Just Another Exemption Conundrum (Dun Dun Dun)

by Carey Klosterman on November 14, 2016

in Compensation,Questions

headache

I have recently been getting questions from organizations that have already established wage ranges, asking how the new exemption rules may affect their exempt level employees. The issue concerns situations when the range minimum doesn’t meet the new threshold, and there is a blend of employees who are classified as exempt and nonexempt included in these ranges.

So, first and foremost, if the employee is classified as exempt (and they pass the duties test), if they are paid at or above the new threshold of $47,476 they are good to go! However, if you have a policy in place where new hires start at the minimum, then you may have an issue that needs to be addressed.

In the following example, the current salaries meet the new threshold for all but one job, the Accountant. In order to maintain the exemption for the Accountant, the current salary would need to be increased to $47,476 by December 1, 2016, or the job should be reclassified to nonexempt. Pretty simple fix!

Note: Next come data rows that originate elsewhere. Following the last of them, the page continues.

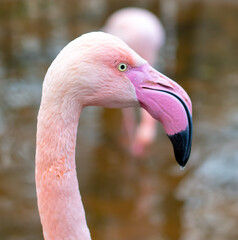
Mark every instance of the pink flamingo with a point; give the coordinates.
(143, 32)
(95, 69)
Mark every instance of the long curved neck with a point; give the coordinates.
(59, 201)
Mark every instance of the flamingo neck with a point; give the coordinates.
(59, 201)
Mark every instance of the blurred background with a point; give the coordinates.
(124, 197)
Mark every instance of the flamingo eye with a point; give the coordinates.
(122, 67)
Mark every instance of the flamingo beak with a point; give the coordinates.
(168, 103)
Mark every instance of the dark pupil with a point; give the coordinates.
(123, 67)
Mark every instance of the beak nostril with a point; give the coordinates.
(165, 86)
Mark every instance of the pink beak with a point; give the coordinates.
(168, 103)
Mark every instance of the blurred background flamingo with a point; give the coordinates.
(144, 33)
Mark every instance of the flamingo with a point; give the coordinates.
(144, 33)
(101, 70)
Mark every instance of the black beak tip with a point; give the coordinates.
(182, 145)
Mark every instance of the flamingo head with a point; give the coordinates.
(100, 69)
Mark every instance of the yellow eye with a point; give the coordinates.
(122, 67)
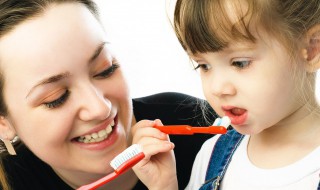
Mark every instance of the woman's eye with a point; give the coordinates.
(58, 102)
(203, 67)
(241, 64)
(108, 72)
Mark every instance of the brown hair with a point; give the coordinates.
(13, 13)
(205, 26)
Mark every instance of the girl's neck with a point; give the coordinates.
(125, 181)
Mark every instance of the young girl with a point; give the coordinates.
(62, 92)
(258, 61)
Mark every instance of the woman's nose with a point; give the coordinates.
(94, 105)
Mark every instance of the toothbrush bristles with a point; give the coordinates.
(127, 154)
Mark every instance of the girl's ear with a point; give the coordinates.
(7, 131)
(311, 52)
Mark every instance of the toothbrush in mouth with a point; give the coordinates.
(220, 126)
(121, 163)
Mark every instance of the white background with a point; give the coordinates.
(145, 43)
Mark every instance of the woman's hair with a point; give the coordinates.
(13, 13)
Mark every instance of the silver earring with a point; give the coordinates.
(9, 146)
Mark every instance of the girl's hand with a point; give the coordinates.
(158, 169)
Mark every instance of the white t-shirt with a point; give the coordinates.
(243, 175)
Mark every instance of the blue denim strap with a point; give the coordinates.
(220, 158)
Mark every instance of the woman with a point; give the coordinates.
(64, 95)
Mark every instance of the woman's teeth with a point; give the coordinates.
(97, 136)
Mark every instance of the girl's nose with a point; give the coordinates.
(221, 85)
(94, 105)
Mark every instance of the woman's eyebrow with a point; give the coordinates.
(61, 76)
(50, 79)
(97, 52)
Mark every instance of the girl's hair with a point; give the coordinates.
(206, 26)
(13, 13)
(209, 26)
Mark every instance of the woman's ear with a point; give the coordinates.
(7, 131)
(311, 52)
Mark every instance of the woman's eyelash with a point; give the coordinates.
(108, 72)
(58, 102)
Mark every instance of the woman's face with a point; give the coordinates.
(63, 88)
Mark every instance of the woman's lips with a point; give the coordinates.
(238, 116)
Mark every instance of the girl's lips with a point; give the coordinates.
(238, 116)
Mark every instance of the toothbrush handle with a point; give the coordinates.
(188, 130)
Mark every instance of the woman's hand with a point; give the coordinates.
(158, 169)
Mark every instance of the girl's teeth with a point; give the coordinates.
(109, 129)
(224, 121)
(98, 136)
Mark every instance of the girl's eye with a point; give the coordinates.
(241, 64)
(58, 102)
(108, 72)
(203, 67)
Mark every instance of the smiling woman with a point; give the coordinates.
(65, 98)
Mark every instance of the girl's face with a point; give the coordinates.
(67, 99)
(253, 84)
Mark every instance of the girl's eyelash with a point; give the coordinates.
(108, 72)
(204, 67)
(241, 64)
(58, 102)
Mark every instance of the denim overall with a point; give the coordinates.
(220, 159)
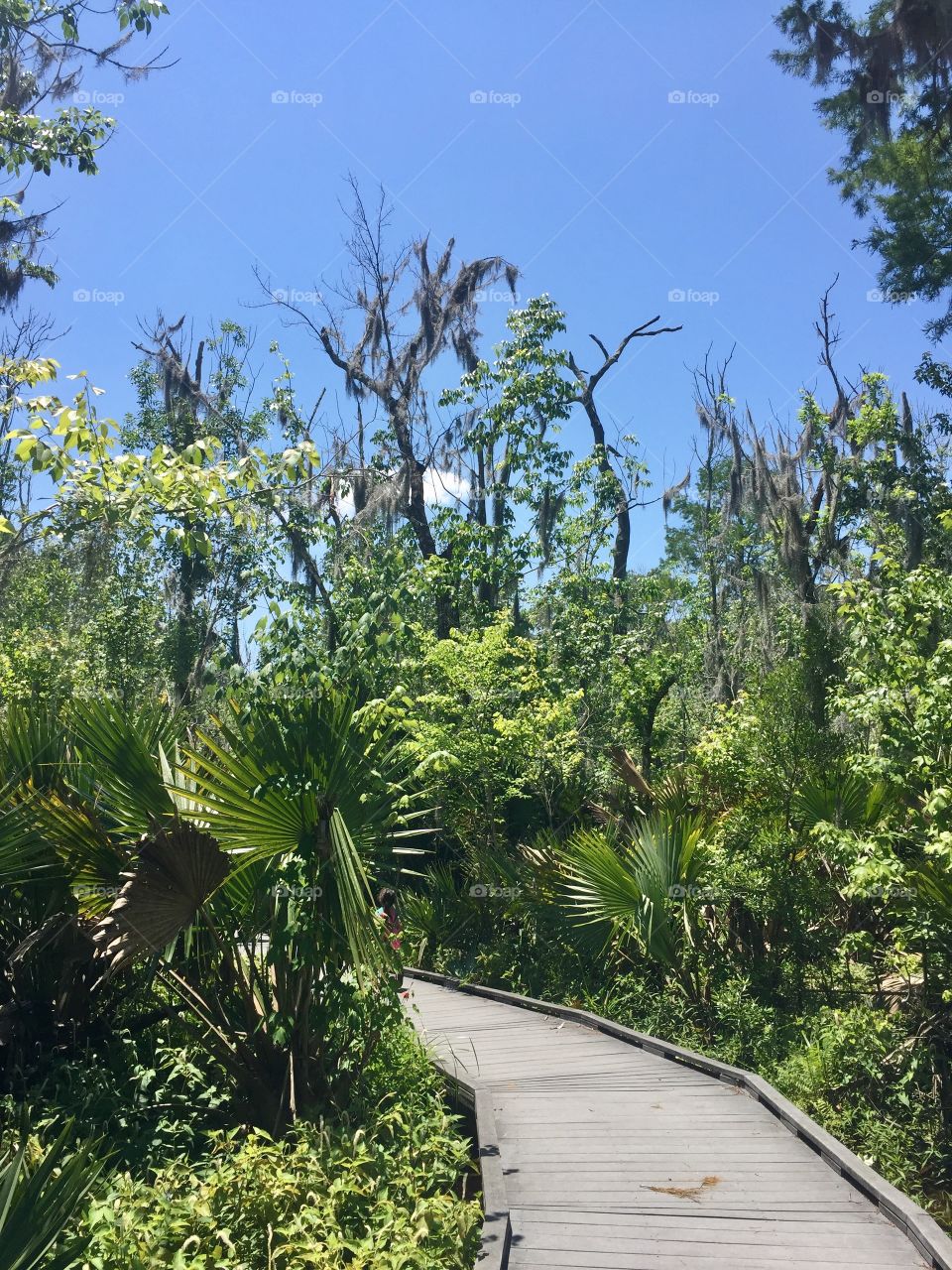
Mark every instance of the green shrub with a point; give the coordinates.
(377, 1188)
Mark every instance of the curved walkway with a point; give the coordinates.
(606, 1150)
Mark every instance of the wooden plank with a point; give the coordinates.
(616, 1151)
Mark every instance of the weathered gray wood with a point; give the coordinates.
(606, 1148)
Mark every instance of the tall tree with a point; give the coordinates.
(885, 76)
(411, 313)
(42, 60)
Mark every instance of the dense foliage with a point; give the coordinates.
(257, 663)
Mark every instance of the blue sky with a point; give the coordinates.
(580, 164)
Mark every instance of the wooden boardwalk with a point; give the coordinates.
(617, 1152)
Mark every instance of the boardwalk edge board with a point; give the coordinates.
(497, 1222)
(914, 1222)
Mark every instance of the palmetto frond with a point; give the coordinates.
(642, 884)
(177, 870)
(848, 802)
(316, 781)
(36, 1205)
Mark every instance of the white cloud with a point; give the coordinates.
(439, 488)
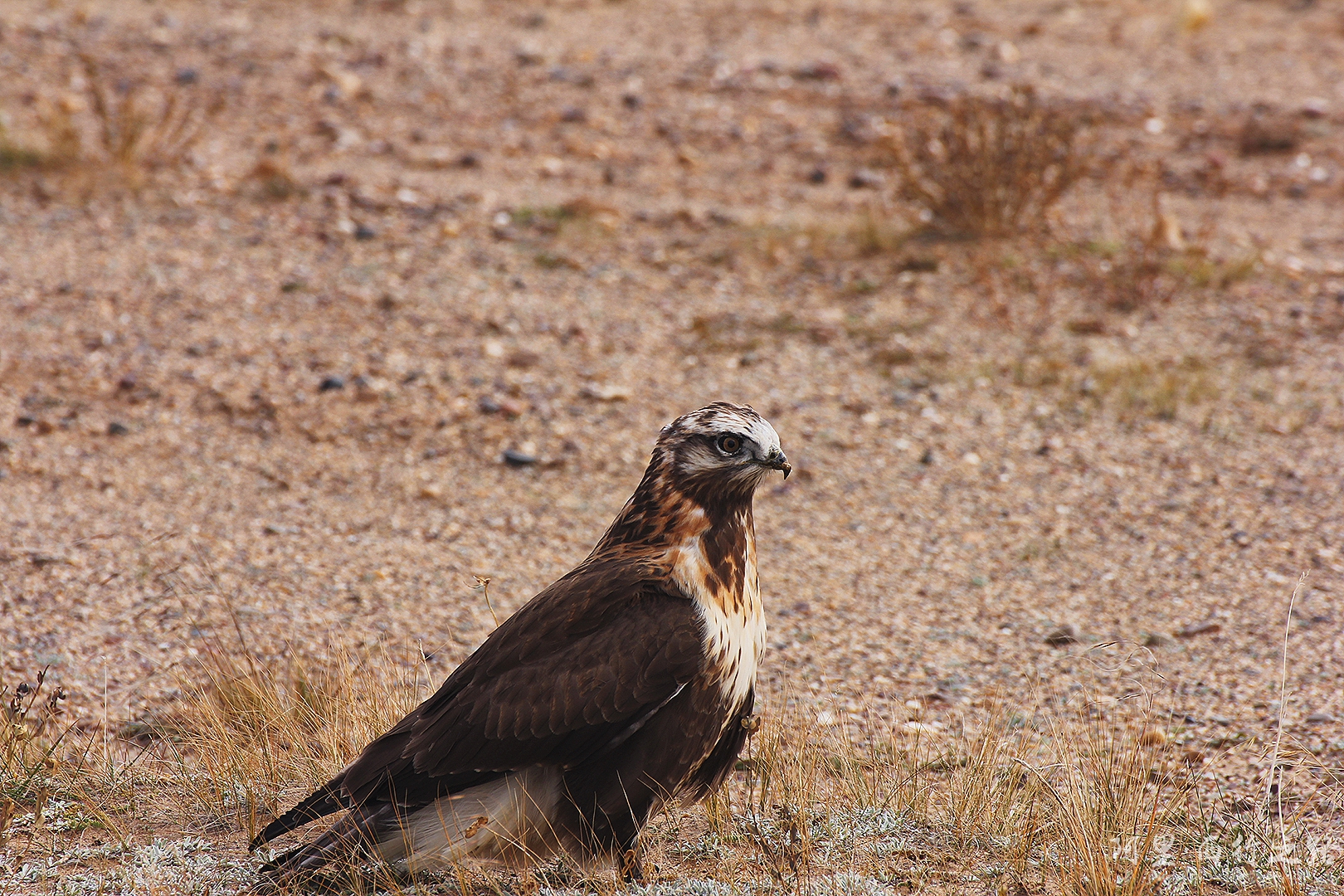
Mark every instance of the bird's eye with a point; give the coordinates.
(730, 444)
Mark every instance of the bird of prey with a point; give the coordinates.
(624, 685)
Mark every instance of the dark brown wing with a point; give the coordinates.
(572, 674)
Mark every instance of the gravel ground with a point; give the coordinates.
(284, 375)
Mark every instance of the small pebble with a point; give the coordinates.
(1062, 635)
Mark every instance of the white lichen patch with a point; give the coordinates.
(183, 867)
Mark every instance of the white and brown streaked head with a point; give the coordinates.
(706, 464)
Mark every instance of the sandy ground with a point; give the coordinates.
(552, 229)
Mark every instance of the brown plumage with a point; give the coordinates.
(622, 685)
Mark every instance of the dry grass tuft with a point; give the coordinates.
(113, 121)
(991, 167)
(254, 733)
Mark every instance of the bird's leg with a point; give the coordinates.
(632, 867)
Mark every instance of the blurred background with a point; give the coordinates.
(314, 312)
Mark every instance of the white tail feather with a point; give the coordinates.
(507, 820)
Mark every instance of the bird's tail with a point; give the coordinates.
(324, 801)
(343, 841)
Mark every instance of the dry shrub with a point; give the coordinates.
(141, 124)
(130, 125)
(30, 742)
(990, 167)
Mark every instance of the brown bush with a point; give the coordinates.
(990, 167)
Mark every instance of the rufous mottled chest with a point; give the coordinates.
(717, 568)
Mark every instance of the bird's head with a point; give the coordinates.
(719, 451)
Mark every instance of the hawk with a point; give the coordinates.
(624, 685)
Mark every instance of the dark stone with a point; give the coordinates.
(518, 458)
(1062, 635)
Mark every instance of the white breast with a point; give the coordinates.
(734, 631)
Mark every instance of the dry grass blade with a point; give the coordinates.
(990, 167)
(253, 733)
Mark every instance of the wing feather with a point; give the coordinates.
(559, 681)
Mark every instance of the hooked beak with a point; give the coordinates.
(777, 461)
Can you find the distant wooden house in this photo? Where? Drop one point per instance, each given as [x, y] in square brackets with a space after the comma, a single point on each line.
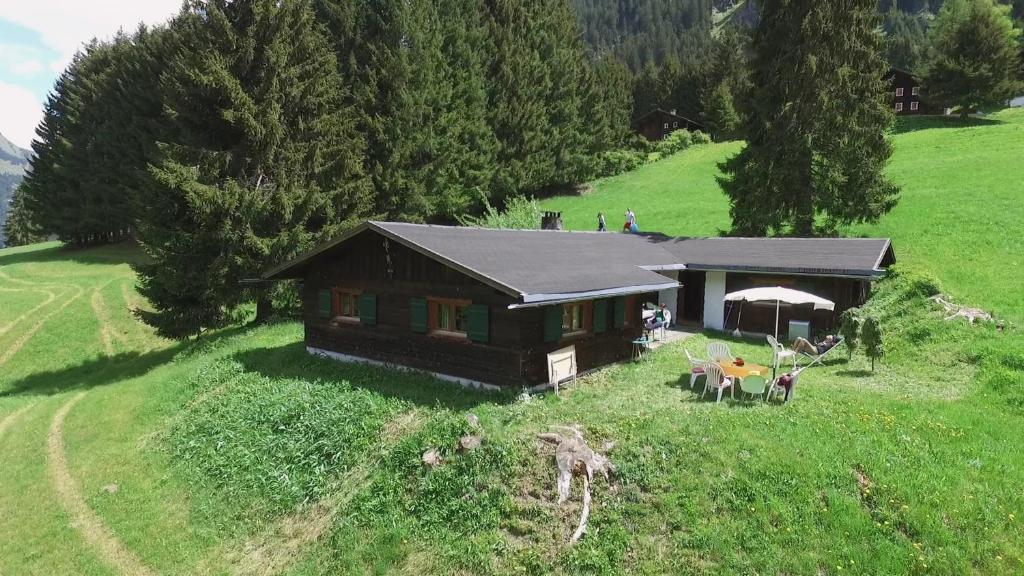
[904, 90]
[659, 123]
[486, 306]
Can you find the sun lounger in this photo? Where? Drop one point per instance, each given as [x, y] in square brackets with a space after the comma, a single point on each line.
[816, 359]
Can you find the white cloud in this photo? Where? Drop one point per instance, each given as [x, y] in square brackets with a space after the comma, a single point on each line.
[66, 25]
[19, 114]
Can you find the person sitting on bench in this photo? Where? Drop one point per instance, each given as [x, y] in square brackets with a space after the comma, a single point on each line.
[659, 319]
[804, 345]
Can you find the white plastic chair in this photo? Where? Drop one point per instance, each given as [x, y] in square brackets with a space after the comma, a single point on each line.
[718, 352]
[696, 367]
[716, 380]
[779, 353]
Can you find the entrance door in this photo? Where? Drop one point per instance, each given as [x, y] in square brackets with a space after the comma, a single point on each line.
[691, 296]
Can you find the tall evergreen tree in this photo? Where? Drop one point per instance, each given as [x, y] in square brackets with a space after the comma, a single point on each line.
[724, 95]
[261, 159]
[906, 40]
[816, 131]
[538, 89]
[976, 55]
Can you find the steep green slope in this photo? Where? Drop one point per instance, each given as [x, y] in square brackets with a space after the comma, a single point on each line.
[960, 215]
[239, 453]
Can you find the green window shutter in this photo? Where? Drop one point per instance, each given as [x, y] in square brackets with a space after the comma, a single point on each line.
[621, 312]
[418, 315]
[324, 303]
[479, 323]
[600, 316]
[553, 323]
[368, 309]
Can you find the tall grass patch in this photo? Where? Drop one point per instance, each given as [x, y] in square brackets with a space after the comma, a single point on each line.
[266, 445]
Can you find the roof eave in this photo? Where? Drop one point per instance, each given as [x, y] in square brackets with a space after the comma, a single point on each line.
[536, 300]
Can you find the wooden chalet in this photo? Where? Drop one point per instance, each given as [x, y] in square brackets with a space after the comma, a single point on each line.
[659, 123]
[905, 92]
[482, 305]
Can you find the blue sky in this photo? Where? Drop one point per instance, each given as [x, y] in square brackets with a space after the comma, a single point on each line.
[38, 38]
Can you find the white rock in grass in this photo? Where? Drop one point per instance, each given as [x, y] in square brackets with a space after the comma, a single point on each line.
[432, 458]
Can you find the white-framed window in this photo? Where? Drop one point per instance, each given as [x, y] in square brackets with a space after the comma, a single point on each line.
[572, 319]
[448, 317]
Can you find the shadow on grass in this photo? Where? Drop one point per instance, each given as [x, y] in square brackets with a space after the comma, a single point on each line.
[292, 361]
[107, 370]
[912, 124]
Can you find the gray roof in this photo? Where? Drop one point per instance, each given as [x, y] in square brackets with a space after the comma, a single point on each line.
[555, 265]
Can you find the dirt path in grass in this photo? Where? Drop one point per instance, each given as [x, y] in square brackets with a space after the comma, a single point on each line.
[86, 522]
[275, 548]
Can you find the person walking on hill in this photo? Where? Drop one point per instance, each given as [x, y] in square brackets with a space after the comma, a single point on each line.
[631, 221]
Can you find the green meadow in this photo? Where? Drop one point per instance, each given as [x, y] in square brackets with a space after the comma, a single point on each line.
[958, 218]
[239, 453]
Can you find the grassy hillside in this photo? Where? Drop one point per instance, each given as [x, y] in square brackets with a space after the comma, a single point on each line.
[958, 216]
[239, 453]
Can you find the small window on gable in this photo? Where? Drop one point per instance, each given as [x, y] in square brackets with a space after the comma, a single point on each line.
[345, 304]
[571, 319]
[449, 318]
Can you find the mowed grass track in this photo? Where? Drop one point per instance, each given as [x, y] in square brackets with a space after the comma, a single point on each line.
[961, 215]
[123, 453]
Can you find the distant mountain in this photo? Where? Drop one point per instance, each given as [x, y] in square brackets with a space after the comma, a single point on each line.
[638, 31]
[13, 162]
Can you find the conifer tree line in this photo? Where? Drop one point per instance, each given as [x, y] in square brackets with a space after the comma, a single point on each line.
[243, 132]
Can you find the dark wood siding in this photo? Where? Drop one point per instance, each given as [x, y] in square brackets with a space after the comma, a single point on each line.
[515, 355]
[395, 274]
[761, 317]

However, the range minimum for all the jobs listed are below the threshold. What if your Office Administrator is terminated and you look to rehire? Your internal processes have the new person starting at the minimum which is below the new threshold. Now what?

Job Title FLSA
Status
Current
Salary
Range
Minimum
Midpoint Range
Maximum
Human Resources Generalist Exempt $48,500 $38,400 $48,000 $57,600
Office Administrator Exempt $51,200 $42,800 $53,500 $64,200
Payroll Supervisor Exempt $52,500 $44,000 $55,000 $66,000
Accountant Exempt $47,200 $39,100 $48,900 $58,700
Production Supervisor Exempt $47,500 $33,600 $42,000 $50,400

Here are a few options you could consider:

  • Reclassify the job as nonexempt.
  • Revise processes and job descriptions for exempt employees that may reflect a higher level job and greater responsibilities, which will help justify paying the employee higher in the range in order to meet or exceed the new threshold.
  • Develop different ranges for exempt and non-exempt employees, ensuring that the minimum never falls below the new threshold for exempt employees.

As always, it is imperative to ensure that employees who are classified as exempt are meeting both the duties test as well as the salary test.

Just a friendly reminder: As we anticipate the December deadline for compliance, make sure you are prepared; however we do recommend that you don’t make any changes until December 1.